The data subject has the right to request restriction of processing, for example if the personal data in the register is incorrect. Requests must be sent from an identifiable email address to the data controller’s Data Protection Officer.
The data subject has the right to request personal data concerning them, and the data subject also has the right to request the rectification or erasure of personal data. Requests must be sent from an identifiable email address to the data controller’s Data Protection Officer.
If you act as a contact person for a company or organisation, your data cannot be erased during this period.
If you consider that the processing of personal data concerning you violates the General Data Protection Regulation, you have the right to lodge a complaint with a supervisory authority.
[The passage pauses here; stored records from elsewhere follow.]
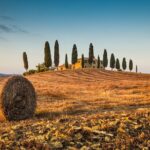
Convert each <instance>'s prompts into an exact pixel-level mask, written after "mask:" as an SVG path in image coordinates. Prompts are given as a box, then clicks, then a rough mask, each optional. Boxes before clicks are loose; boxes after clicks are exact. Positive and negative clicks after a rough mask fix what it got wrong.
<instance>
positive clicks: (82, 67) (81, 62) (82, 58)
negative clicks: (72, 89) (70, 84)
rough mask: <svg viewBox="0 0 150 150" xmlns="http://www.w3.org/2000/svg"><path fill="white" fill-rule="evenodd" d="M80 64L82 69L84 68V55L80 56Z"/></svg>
mask: <svg viewBox="0 0 150 150" xmlns="http://www.w3.org/2000/svg"><path fill="white" fill-rule="evenodd" d="M81 63H82V64H81V65H82V68H84V54H82V62H81Z"/></svg>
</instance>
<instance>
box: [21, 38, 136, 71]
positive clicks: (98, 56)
mask: <svg viewBox="0 0 150 150" xmlns="http://www.w3.org/2000/svg"><path fill="white" fill-rule="evenodd" d="M59 59H60V54H59V43H58V40H56V41H55V44H54V66H55V67H56V68H58V66H59ZM94 59H95V57H94V46H93V44H92V43H90V45H89V57H88V62H89V64H90V65H91V66H92V63H93V61H94ZM77 60H78V50H77V46H76V44H73V48H72V55H71V63H72V65H75V64H76V62H77ZM81 60H82V64H81V66H82V68H84V63H85V62H84V54H82V55H81ZM23 62H24V68H25V70H26V72H27V71H28V67H29V66H28V57H27V54H26V52H23ZM101 62H102V65H103V67H104V69H106V68H107V67H108V55H107V50H106V49H104V53H103V59H102V60H100V57H99V55H98V57H97V68H100V67H101ZM64 65H65V67H66V68H69V63H68V55H67V54H66V55H65V63H64ZM36 67H37V72H42V71H47V70H49V68H52V56H51V49H50V45H49V42H48V41H46V42H45V46H44V63H43V64H38V65H37V66H36ZM109 67H110V68H111V69H112V70H114V69H116V70H118V71H121V70H123V71H125V70H126V69H127V61H126V58H125V57H124V58H123V59H122V66H121V65H120V60H119V59H118V58H115V55H114V54H113V53H112V54H111V56H110V61H109ZM121 67H122V69H121ZM128 68H129V70H130V71H132V70H133V61H132V59H130V60H129V65H128ZM29 71H30V72H31V73H34V72H36V71H35V70H29ZM135 71H136V72H138V66H137V65H136V68H135Z"/></svg>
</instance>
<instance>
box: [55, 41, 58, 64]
mask: <svg viewBox="0 0 150 150" xmlns="http://www.w3.org/2000/svg"><path fill="white" fill-rule="evenodd" d="M54 64H55V66H56V67H58V65H59V44H58V41H57V40H56V41H55V46H54Z"/></svg>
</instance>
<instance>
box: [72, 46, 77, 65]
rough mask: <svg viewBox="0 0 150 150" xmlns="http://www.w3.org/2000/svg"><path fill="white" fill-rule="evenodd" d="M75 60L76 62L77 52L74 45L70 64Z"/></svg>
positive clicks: (76, 48)
mask: <svg viewBox="0 0 150 150" xmlns="http://www.w3.org/2000/svg"><path fill="white" fill-rule="evenodd" d="M77 60H78V51H77V46H76V44H74V45H73V48H72V64H75V63H76V62H77Z"/></svg>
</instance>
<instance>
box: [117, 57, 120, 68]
mask: <svg viewBox="0 0 150 150" xmlns="http://www.w3.org/2000/svg"><path fill="white" fill-rule="evenodd" d="M116 69H117V70H120V62H119V59H118V58H117V59H116Z"/></svg>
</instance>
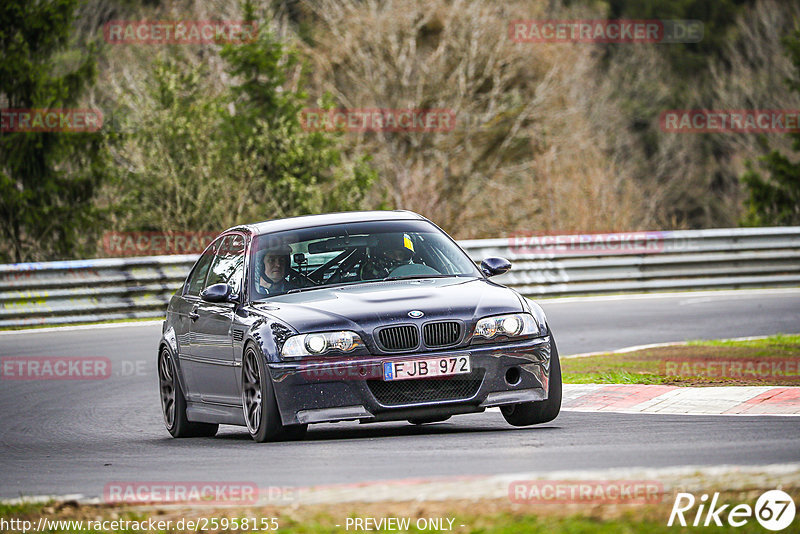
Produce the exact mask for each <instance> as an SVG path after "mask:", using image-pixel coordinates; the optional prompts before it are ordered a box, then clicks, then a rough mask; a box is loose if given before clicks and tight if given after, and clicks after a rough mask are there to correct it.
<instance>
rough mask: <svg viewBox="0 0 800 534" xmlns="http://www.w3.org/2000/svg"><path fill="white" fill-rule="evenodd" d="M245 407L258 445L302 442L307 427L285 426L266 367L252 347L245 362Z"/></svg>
mask: <svg viewBox="0 0 800 534" xmlns="http://www.w3.org/2000/svg"><path fill="white" fill-rule="evenodd" d="M242 407H243V409H244V420H245V423H246V424H247V430H248V431H249V432H250V436H251V437H252V438H253V439H254V440H255V441H257V442H259V443H264V442H266V441H282V440H292V439H301V438H302V437H303V435H304V434H305V432H306V428H307V427H308V425H291V426H284V425H282V424H281V415H280V412H279V411H278V402H277V401H276V399H275V391H274V389H273V387H272V381H271V380H270V378H269V376H268V375H267V370H266V363H265V362H264V359H263V358H261V357H260V355H259V354H258V352H256V350H255V349H254V348H253V347H252V346H250V347H247V350H245V353H244V358H243V359H242Z"/></svg>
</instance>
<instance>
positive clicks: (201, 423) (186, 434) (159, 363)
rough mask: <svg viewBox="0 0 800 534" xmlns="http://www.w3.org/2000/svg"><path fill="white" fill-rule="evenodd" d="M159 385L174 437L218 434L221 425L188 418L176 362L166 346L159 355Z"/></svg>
mask: <svg viewBox="0 0 800 534" xmlns="http://www.w3.org/2000/svg"><path fill="white" fill-rule="evenodd" d="M158 387H159V393H160V396H161V413H162V415H163V416H164V425H165V426H166V427H167V431H168V432H169V433H170V434H171V435H172V437H173V438H200V437H212V436H215V435H216V434H217V430H219V425H215V424H210V423H193V422H191V421H189V419H187V418H186V397H184V395H183V391H181V386H180V382H179V381H178V373H177V372H176V369H175V362H174V361H173V360H172V355H171V354H170V352H169V350H167V348H166V347H163V348H162V349H161V352H160V353H159V355H158Z"/></svg>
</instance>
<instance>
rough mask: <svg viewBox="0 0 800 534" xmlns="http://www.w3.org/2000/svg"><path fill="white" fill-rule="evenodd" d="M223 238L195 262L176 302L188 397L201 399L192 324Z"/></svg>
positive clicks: (215, 243) (186, 278)
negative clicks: (206, 283) (193, 340)
mask: <svg viewBox="0 0 800 534" xmlns="http://www.w3.org/2000/svg"><path fill="white" fill-rule="evenodd" d="M221 241H222V239H218V240H217V241H216V242H214V243H213V244H212V245H210V246H209V247H208V248H207V249H206V250H205V251H204V252H203V254H202V255H201V256H200V258H199V259H198V260H197V262H196V263H195V264H194V267H193V268H192V271H191V273H189V276H188V277H186V283H185V284H184V286H183V290H182V291H181V295H180V298H178V299H177V301H176V303H175V312H176V314H177V320H176V321H175V337H176V339H177V342H178V358H179V360H180V362H181V372H182V375H183V379H184V386H186V391H185V392H184V393H185V394H186V398H187V399H188V400H199V392H198V391H197V390H196V389H195V388H194V380H193V379H192V371H193V361H192V326H193V325H194V321H195V320H196V319H197V313H196V311H197V307H198V305H199V302H200V292H201V291H202V290H203V288H205V287H206V278H207V276H208V270H209V268H210V267H211V262H213V261H214V256H215V253H216V250H217V248H218V247H219V245H220V243H221Z"/></svg>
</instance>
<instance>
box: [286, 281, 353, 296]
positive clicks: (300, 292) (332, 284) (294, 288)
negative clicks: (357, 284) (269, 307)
mask: <svg viewBox="0 0 800 534" xmlns="http://www.w3.org/2000/svg"><path fill="white" fill-rule="evenodd" d="M360 281H361V280H358V281H354V282H340V283H338V284H320V285H318V286H308V287H296V288H294V289H290V290H289V291H287V292H286V293H283V294H284V295H291V294H293V293H302V292H303V291H312V290H314V289H329V288H331V287H340V286H349V285H351V284H357V283H358V282H360Z"/></svg>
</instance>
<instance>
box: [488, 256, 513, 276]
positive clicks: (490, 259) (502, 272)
mask: <svg viewBox="0 0 800 534" xmlns="http://www.w3.org/2000/svg"><path fill="white" fill-rule="evenodd" d="M509 269H511V262H510V261H508V260H507V259H505V258H495V257H492V258H486V259H485V260H483V261H482V262H481V271H482V272H483V274H485V275H486V276H496V275H498V274H503V273H506V272H508V270H509Z"/></svg>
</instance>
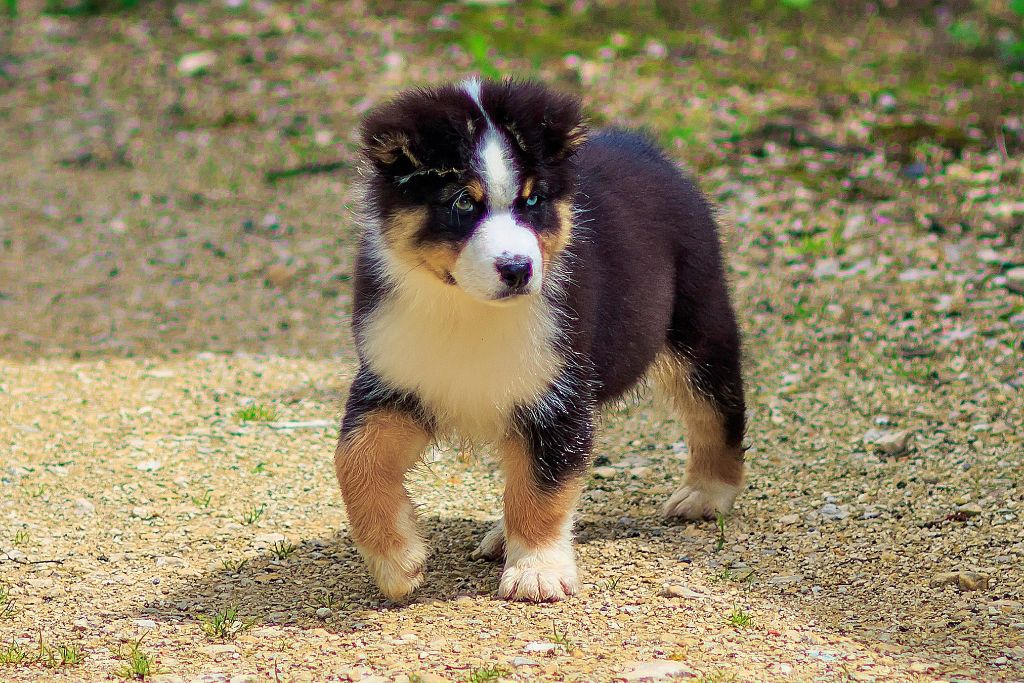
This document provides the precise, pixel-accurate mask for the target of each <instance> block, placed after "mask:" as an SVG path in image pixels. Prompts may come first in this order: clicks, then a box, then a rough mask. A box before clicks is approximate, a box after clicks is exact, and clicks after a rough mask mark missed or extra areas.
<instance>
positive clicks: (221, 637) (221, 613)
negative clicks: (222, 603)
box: [199, 605, 256, 640]
mask: <svg viewBox="0 0 1024 683" xmlns="http://www.w3.org/2000/svg"><path fill="white" fill-rule="evenodd" d="M199 620H200V622H201V623H202V625H203V632H204V633H206V635H208V636H210V637H211V638H217V639H220V640H230V639H232V638H234V637H236V636H238V635H239V634H241V633H243V632H245V631H248V630H249V629H251V628H252V627H253V625H254V624H256V620H255V618H243V617H241V616H239V610H238V608H237V607H236V606H233V605H231V606H228V607H224V608H223V609H221V610H220V611H217V612H214V613H213V614H210V615H203V616H200V617H199Z"/></svg>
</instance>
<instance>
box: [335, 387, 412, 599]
mask: <svg viewBox="0 0 1024 683" xmlns="http://www.w3.org/2000/svg"><path fill="white" fill-rule="evenodd" d="M357 385H358V382H357V383H356V386H353V388H352V392H353V394H352V396H350V397H349V402H348V407H347V408H346V412H345V420H344V422H343V424H342V429H341V436H340V437H339V438H338V447H337V450H336V451H335V455H334V464H335V470H336V472H337V474H338V483H339V484H341V495H342V498H343V499H344V501H345V510H346V512H347V513H348V522H349V525H350V527H351V533H352V539H353V540H354V541H355V545H356V547H357V548H358V549H359V553H360V554H361V555H362V558H364V559H365V560H366V562H367V566H368V567H369V568H370V572H371V573H372V574H373V577H374V580H375V581H376V582H377V586H379V587H380V589H381V592H382V593H384V595H386V596H387V597H388V598H390V599H392V600H399V599H401V598H403V597H406V596H407V595H409V594H410V593H412V592H413V591H414V590H416V588H417V587H418V586H419V585H420V584H421V583H422V582H423V564H424V562H425V561H426V555H427V553H426V547H425V546H424V545H423V541H422V539H420V536H419V532H418V531H417V528H416V513H415V511H414V509H413V504H412V501H411V500H410V498H409V493H408V492H407V490H406V486H404V485H403V483H402V482H403V480H404V477H406V472H407V471H409V469H410V468H411V467H412V466H413V465H414V464H416V462H417V461H418V460H419V457H420V455H421V454H422V453H423V450H424V449H425V447H426V445H427V443H428V442H429V441H430V433H429V432H428V430H427V429H426V427H424V425H423V424H421V422H420V421H419V420H417V419H416V417H415V416H413V415H412V414H411V413H409V412H408V411H403V410H401V409H399V408H396V407H382V405H373V407H368V405H367V404H366V401H365V399H364V397H362V396H359V395H358V394H356V391H357V389H358V386H357Z"/></svg>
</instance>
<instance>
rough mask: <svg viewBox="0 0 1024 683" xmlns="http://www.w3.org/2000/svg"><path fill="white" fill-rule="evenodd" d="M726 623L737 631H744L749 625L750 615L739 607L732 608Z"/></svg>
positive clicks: (750, 618) (750, 624) (749, 623)
mask: <svg viewBox="0 0 1024 683" xmlns="http://www.w3.org/2000/svg"><path fill="white" fill-rule="evenodd" d="M726 621H727V622H728V623H729V624H731V625H732V626H734V627H736V628H737V629H745V628H746V627H749V626H750V625H751V615H750V614H749V613H746V612H744V611H743V610H742V609H740V608H739V607H734V608H733V610H732V611H731V612H729V615H728V616H727V617H726Z"/></svg>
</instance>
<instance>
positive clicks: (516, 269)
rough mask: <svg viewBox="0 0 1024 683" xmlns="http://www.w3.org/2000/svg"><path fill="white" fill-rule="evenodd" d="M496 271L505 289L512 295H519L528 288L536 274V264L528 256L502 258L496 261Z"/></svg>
mask: <svg viewBox="0 0 1024 683" xmlns="http://www.w3.org/2000/svg"><path fill="white" fill-rule="evenodd" d="M495 270H497V271H498V276H499V278H501V281H502V283H503V284H504V285H505V287H507V288H509V290H511V292H510V294H511V293H518V292H519V291H521V290H523V289H525V288H526V286H527V285H528V284H529V279H530V278H531V276H532V274H534V263H532V262H531V261H530V259H529V257H528V256H512V257H508V256H501V257H499V258H497V259H495Z"/></svg>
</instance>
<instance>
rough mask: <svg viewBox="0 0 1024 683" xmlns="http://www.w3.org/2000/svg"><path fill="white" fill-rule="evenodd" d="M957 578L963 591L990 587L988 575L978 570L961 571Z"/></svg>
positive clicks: (984, 588) (980, 589)
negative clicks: (988, 584) (983, 573)
mask: <svg viewBox="0 0 1024 683" xmlns="http://www.w3.org/2000/svg"><path fill="white" fill-rule="evenodd" d="M956 579H957V585H958V586H959V589H961V590H962V591H979V590H985V589H987V588H988V581H989V579H988V577H986V575H985V574H983V573H978V572H977V571H961V572H959V574H958V575H957V578H956Z"/></svg>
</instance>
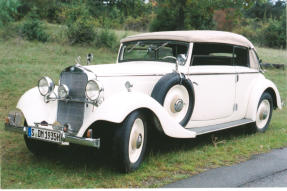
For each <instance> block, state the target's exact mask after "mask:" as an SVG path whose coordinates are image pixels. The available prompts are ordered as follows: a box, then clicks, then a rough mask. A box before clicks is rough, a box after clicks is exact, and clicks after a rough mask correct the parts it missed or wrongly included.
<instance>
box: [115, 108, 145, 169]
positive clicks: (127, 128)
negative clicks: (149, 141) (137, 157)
mask: <svg viewBox="0 0 287 191" xmlns="http://www.w3.org/2000/svg"><path fill="white" fill-rule="evenodd" d="M137 119H140V120H141V121H142V123H143V131H144V133H143V139H142V143H141V144H142V147H141V152H140V155H139V157H138V158H137V160H136V161H131V160H130V154H129V144H130V141H131V140H130V137H131V132H132V128H133V125H134V123H135V121H136V120H137ZM137 140H138V139H137ZM113 144H114V145H113V153H114V159H115V160H116V161H117V165H118V167H119V169H120V170H121V171H122V172H124V173H128V172H132V171H134V170H136V169H138V168H139V166H140V164H141V163H142V161H143V158H144V154H145V150H146V144H147V122H146V119H145V116H144V114H143V113H142V112H140V111H134V112H132V113H131V114H129V115H128V116H127V118H126V119H125V120H124V122H123V123H122V125H121V126H120V127H116V129H115V136H114V140H113Z"/></svg>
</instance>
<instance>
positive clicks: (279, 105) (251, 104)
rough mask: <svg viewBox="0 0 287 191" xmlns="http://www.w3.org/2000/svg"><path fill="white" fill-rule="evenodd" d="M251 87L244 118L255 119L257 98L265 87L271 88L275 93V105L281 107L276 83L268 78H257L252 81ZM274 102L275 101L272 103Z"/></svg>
mask: <svg viewBox="0 0 287 191" xmlns="http://www.w3.org/2000/svg"><path fill="white" fill-rule="evenodd" d="M252 86H253V88H252V91H251V93H250V96H249V97H250V99H249V102H248V107H247V108H248V109H247V113H246V116H245V118H248V119H252V120H254V121H255V120H256V112H257V107H258V103H259V100H260V98H261V95H262V94H263V92H264V91H266V90H267V89H270V88H271V89H272V90H273V91H274V93H275V96H276V101H277V103H276V104H277V107H278V108H279V109H282V104H281V98H280V94H279V91H278V89H277V87H276V85H275V84H274V83H273V82H272V81H270V80H268V79H264V80H262V79H258V80H256V81H255V82H254V83H253V85H252ZM274 104H275V103H274Z"/></svg>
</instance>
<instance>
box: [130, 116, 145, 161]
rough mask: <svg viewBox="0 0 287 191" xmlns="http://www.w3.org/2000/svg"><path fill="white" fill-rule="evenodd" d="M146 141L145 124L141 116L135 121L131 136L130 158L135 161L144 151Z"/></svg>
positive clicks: (134, 122) (130, 138)
mask: <svg viewBox="0 0 287 191" xmlns="http://www.w3.org/2000/svg"><path fill="white" fill-rule="evenodd" d="M143 141H144V124H143V121H142V120H141V119H140V118H137V119H136V120H135V121H134V124H133V126H132V129H131V133H130V138H129V159H130V162H131V163H135V162H136V161H137V160H138V159H139V157H140V155H141V152H142V149H143Z"/></svg>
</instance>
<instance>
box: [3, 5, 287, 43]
mask: <svg viewBox="0 0 287 191" xmlns="http://www.w3.org/2000/svg"><path fill="white" fill-rule="evenodd" d="M0 8H1V12H0V27H1V26H2V27H3V26H6V25H7V24H8V23H11V22H13V21H19V20H25V19H28V18H29V19H30V18H33V19H38V21H42V20H46V21H47V22H49V23H56V24H62V25H67V26H68V27H70V28H71V30H74V33H75V34H69V35H70V36H76V37H75V39H74V40H73V41H74V42H77V38H78V37H77V35H78V36H79V37H80V40H78V41H79V42H81V41H90V40H91V39H90V37H91V35H90V37H89V35H88V34H86V33H85V32H84V30H86V31H90V32H91V33H93V32H92V31H93V30H92V29H91V28H89V25H93V27H96V28H104V29H108V28H109V29H111V28H112V29H123V30H134V31H165V30H202V29H208V30H224V31H233V32H237V33H240V34H243V35H245V36H247V37H248V38H250V39H251V40H252V41H255V42H256V43H257V44H259V45H263V46H269V47H279V48H286V0H277V1H275V2H274V1H271V0H255V1H254V0H229V1H226V0H180V1H178V0H149V1H146V0H1V1H0ZM81 28H82V29H81ZM79 31H82V32H83V34H77V33H78V32H79ZM85 35H86V36H87V38H86V37H85ZM81 38H82V39H81Z"/></svg>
You may also lodge a complaint in the Member State in which you have your habitual residence or place of work.
The contact details of the national supervisory authority are:
Office of the Data Protection Ombudsman
P.O. Box 800, Ratapihantie 9, 00521 Helsinki
Tel. +358 29 56 66700
tietosuoja@om.fi
www.tietosuoja.fi
The data subject has the right to prohibit the disclosure and processing of their personal data for direct marketing and other marketing purposes, to request the anonymisation of data where applicable, and the right to be forgotten.